Lisa Gold

Job title: 
Lecturer, Teacher Special Program, Balinese Gamelan
Research interests: 

Lisa Gold is a Lecturer at the University of California at Berkeley where she earned her Ph.D. in Ethnomusicology with a specialization in Balinese and Javanese music in ritual & theater, gamelan gender wayang, and shadow puppetry. Other research interests include transmission and communicability, folklore, instrumental and vocal music of Ireland and the UK, oral performance and improvisation, music and space and place, mediatization, performance eco-systems, and musical analysis. She is a member of Gamelan Sekar Jaya, Gamelan Sari Raras, and ShadowLight. She has performed and conducted extensive ongoing research in Bali and the U.S. since 1981, and is the author of Music in Bali: Experiencing Music, Expressing Culture (Oxford University Press Global Music Series, 2005), and a number of articles and book chapters. These include “Music in Bali: The Sound World of a Balinese Temple Ceremony,” in Global Music Cultures: An Introduction to World Music (Oxford University Press, 2021), the Bali article in the New Grove Dictionary of Music and Musicians, a chapter in Performing Arts in Postmodern Bali: Changing Interpretations, Founding Traditions. (Graz Studies in Ethnomusicology 2013), “Musical Expression in the Gender Wayang Repertoire: A Bridge Between Narrative and Ritual,” in, Danker Schaareman, ed, Balinese Music in Context (Basel: Amadeus, Forum Ethnomusicologicum 4), a published paper presented at the International Seminar and Festival of Indonesian Music, Smithsonian Institution, Washington DC  (2016, https://asia.si.edu/essays/article-gold/) and a dissertation on the relationship between theater and ritual in Balinese shadow puppetry (1998), based on close work spanning decades with dynamic leading performers from former times. She is currently  recasting this work as a monograph in light of her ongoing research in Bali on the contemporary situation of transmission of musical and wayang knowledge that spans a century of performance. Her recent studies have also taken her deeply into the study of traditional Irish flute performance and transmission.
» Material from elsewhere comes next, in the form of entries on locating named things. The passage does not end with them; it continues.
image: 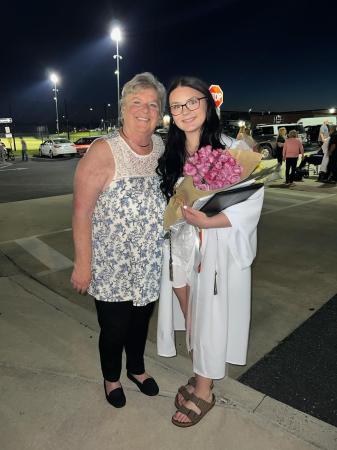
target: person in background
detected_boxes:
[283,130,304,185]
[276,127,287,167]
[20,137,28,161]
[318,120,329,147]
[71,72,165,408]
[317,125,336,181]
[236,127,258,151]
[0,141,7,162]
[327,127,337,184]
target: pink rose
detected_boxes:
[184,163,197,176]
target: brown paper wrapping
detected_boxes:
[164,149,262,230]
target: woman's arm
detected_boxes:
[71,139,115,294]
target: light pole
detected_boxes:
[110,27,123,126]
[50,73,60,134]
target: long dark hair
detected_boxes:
[156,76,225,201]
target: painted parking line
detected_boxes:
[0,167,29,172]
[261,191,337,216]
[14,237,73,271]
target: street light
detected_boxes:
[110,27,123,126]
[50,73,60,134]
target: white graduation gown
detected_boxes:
[157,188,264,379]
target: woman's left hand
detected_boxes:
[181,206,209,228]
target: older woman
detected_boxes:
[71,73,165,408]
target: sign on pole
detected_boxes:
[209,84,223,108]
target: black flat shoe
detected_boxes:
[103,380,126,408]
[127,372,159,397]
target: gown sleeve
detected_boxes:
[218,187,264,269]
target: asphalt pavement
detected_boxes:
[0,160,337,450]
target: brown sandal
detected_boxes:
[174,377,214,409]
[172,394,215,428]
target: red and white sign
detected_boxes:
[209,84,223,108]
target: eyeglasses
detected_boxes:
[170,97,207,116]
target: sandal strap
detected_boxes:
[189,394,215,415]
[178,405,202,422]
[178,386,191,400]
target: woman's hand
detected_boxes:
[181,206,232,229]
[181,206,209,228]
[70,264,91,294]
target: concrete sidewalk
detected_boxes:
[0,268,337,450]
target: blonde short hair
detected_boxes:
[120,72,166,117]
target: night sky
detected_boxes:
[0,0,337,123]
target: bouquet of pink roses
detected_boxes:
[184,145,242,191]
[164,145,261,230]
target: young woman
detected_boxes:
[157,77,263,427]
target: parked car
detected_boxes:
[252,123,308,159]
[74,136,102,156]
[39,138,76,158]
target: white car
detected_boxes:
[39,138,77,158]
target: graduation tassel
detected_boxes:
[213,271,218,295]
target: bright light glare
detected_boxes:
[50,73,59,84]
[110,27,122,42]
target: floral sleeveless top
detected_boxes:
[88,133,166,306]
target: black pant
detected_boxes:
[95,300,154,382]
[286,158,297,183]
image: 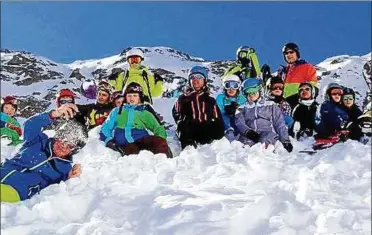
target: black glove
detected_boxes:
[154,73,164,83]
[225,102,239,116]
[283,141,293,153]
[245,130,260,143]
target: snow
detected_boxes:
[1,125,371,235]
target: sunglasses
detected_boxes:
[189,73,205,80]
[223,81,240,90]
[283,51,296,55]
[270,85,284,91]
[342,95,354,100]
[59,100,74,104]
[298,87,311,92]
[128,56,142,64]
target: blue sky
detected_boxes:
[1,2,371,68]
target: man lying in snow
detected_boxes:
[0,96,22,145]
[0,104,88,202]
[235,78,293,152]
[100,83,172,158]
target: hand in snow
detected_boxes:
[283,141,293,153]
[68,164,81,179]
[245,130,260,143]
[51,104,79,119]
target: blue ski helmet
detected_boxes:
[188,66,208,79]
[242,78,262,95]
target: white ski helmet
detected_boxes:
[222,74,241,84]
[125,47,145,60]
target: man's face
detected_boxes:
[59,96,74,105]
[53,139,74,158]
[342,95,354,108]
[3,104,16,117]
[247,92,260,102]
[125,93,141,105]
[284,50,298,64]
[330,88,343,103]
[115,97,124,107]
[191,76,205,91]
[226,88,238,97]
[298,85,311,100]
[270,83,284,96]
[97,91,110,104]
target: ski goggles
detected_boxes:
[223,81,241,90]
[59,100,74,104]
[128,56,142,64]
[298,87,311,92]
[243,86,260,95]
[270,84,284,91]
[238,51,249,58]
[283,50,296,55]
[342,95,354,100]
[189,73,205,80]
[331,88,344,96]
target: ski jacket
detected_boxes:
[0,112,72,200]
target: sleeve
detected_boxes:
[141,110,167,139]
[145,69,163,97]
[172,96,182,123]
[235,107,250,135]
[272,104,289,143]
[100,108,119,145]
[23,112,53,141]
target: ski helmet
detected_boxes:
[188,66,208,79]
[343,87,355,100]
[111,91,124,103]
[97,80,114,96]
[56,89,76,107]
[242,78,261,95]
[1,96,18,112]
[222,74,241,83]
[324,82,343,101]
[282,42,301,58]
[124,82,145,103]
[125,48,145,61]
[54,119,88,153]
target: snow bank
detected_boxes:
[1,128,371,235]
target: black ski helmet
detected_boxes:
[282,42,301,59]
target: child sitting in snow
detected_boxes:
[0,104,87,202]
[216,75,247,141]
[0,96,22,145]
[100,83,172,158]
[235,78,293,152]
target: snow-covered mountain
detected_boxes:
[1,47,372,235]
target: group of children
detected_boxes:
[1,43,370,202]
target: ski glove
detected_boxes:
[245,130,260,143]
[282,141,293,153]
[106,140,125,156]
[154,73,164,83]
[225,102,239,116]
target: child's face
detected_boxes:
[3,104,16,117]
[126,93,140,105]
[115,97,124,107]
[247,92,260,102]
[53,139,74,158]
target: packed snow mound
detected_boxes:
[1,128,371,235]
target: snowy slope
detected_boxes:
[1,47,371,235]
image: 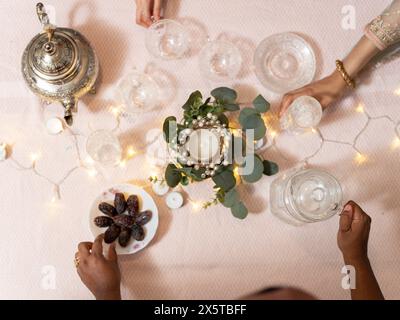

Lisa continues to give scholarly lectures and presentations, including “Balinese Gender Wayang: Musical Knowledge, Innovation, and Transmission from Zaman Dulu (a Bygone Era) to the Present,” Nusantara Gamelan Masters Guest Lecture Series, Buffalo, NY. https://nusantaraarts.com/guest-lecture-series/.

Courses Lisa has enjoyed teaching include Music and Theater of Southeast Asia, Music of Bali, Music, Ritual and Theater of Bali and Java, and Music in Ritual and Festival Soundscapes (case studies worldwide), along with the Balinese Gamelan performance ensemble where she directs an annual Hertz Hall noon concert. She believes in integrating performance and creative projects in her lecture courses so that students have experiential learning.